Toivo Mikael Kivimäki (5 June 1886 – 6 May 1968), J.D., was head of the department of civil law at Helsinki University
1931–1956, Prime Minister of Finland 1932–1936, and Finland's ambassador to Berlin 1940–1944. In 1946, Kivimäki together with half-a-dozen other leading politicians were put on
"war-responsibility trials" that generally were considered a complete miscarriage of justice, executed under pressure from the Allied victors in World War II, and in breach of Finland's
Kivimäki was sentenced to five years in prison after being found responsible for the Continuation War (which started with a Soviet air-attack on Finnish towns on June 25, 1941). After Finland signed the Paris Peace Treaties, 1947, and the Finno–Soviet Agreement of Friendship, Cooperation, and Mutual Assistance, 1948, the international situation was deemed somewhat stabilized, and Kivimäki was pardoned. He returned to his career in academia.
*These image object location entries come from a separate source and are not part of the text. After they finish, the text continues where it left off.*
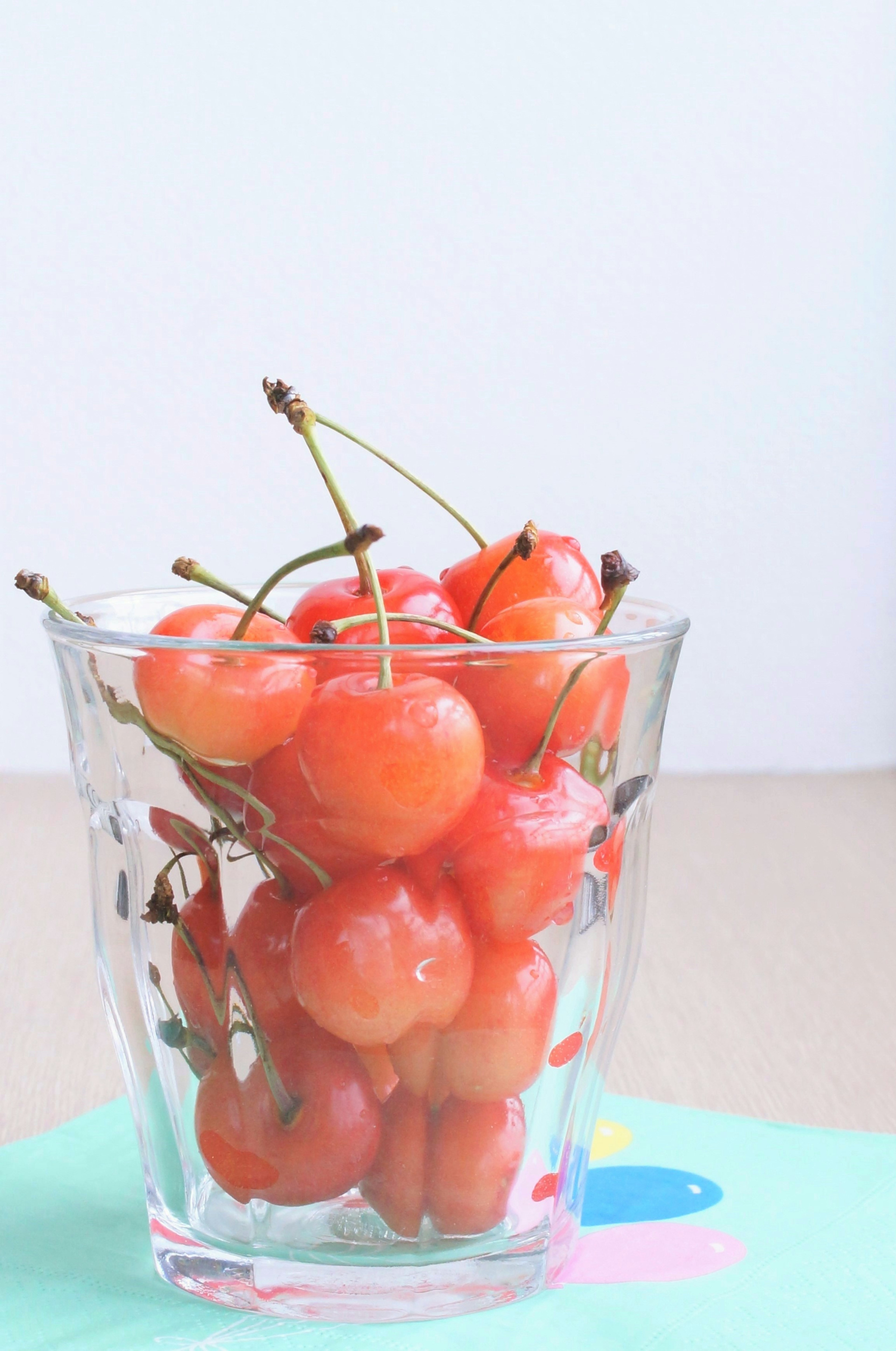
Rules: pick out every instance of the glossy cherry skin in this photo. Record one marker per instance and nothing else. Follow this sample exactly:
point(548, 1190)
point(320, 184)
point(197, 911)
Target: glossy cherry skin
point(497, 1045)
point(204, 918)
point(556, 568)
point(516, 696)
point(279, 783)
point(413, 1058)
point(396, 1184)
point(380, 1068)
point(374, 954)
point(327, 1148)
point(222, 706)
point(393, 769)
point(262, 946)
point(476, 1150)
point(405, 592)
point(519, 856)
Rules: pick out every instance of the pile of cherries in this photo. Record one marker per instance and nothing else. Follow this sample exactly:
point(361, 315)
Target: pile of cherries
point(417, 826)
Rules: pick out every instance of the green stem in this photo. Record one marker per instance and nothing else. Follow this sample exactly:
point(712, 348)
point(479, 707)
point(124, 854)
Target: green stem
point(523, 548)
point(405, 473)
point(534, 765)
point(366, 571)
point(287, 1106)
point(606, 615)
point(357, 621)
point(129, 714)
point(38, 588)
point(193, 572)
point(357, 542)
As with all politicians connected with the Continuation War, Kivimäki was for decades seen in a somewhat critical light. During the era of finlandization, many prominent Finns expressed themselves cautiously on such subjects in order not to disturb sensitive Allied victors of the war; a cautiousness that without doubt influenced Finland's post-war generation's understanding and views. However, a post-Soviet assessment of Kivimäki can not avoid the conclusion that he was an extraordinarily successful politician :
- As Prime Minister, Kivimäki headed Finland's (until 1987) most long-lived cabinet, aiming at stabilizing the turbulent politics in Finland after the semi-fascist Mäntsälä Rebellion had been put down.
- He achieved the reversal of Finland's foreign policy into a neutralist pro-Scandinavian stance, and a Swedish rapprochement, that may well have been prepared for in the most initiated circles, but that in the contemporary tense phase of the language strife in Finland was not at all easy to explain to the public opinion.
- As an energetic ambassador to the Third Reich, he succeeded in reversing Nazi Germany's anti-Finnish stance, obtaining support and favours at a relatively modest cost for Finland. It is notable that Finland avoided formal ties with Nazi Germany up until the ambiguous Ryti-Ribbentrop Agreement, which was signed after the fall of Viipuri in June 1944.
Several individuals and factors were critical for Finland's survival as a sovereign state and, indeed, as a nation during the rough times of the Winter War and the Continuation War. Kivimäki without any doubt occupies a prominent position among these.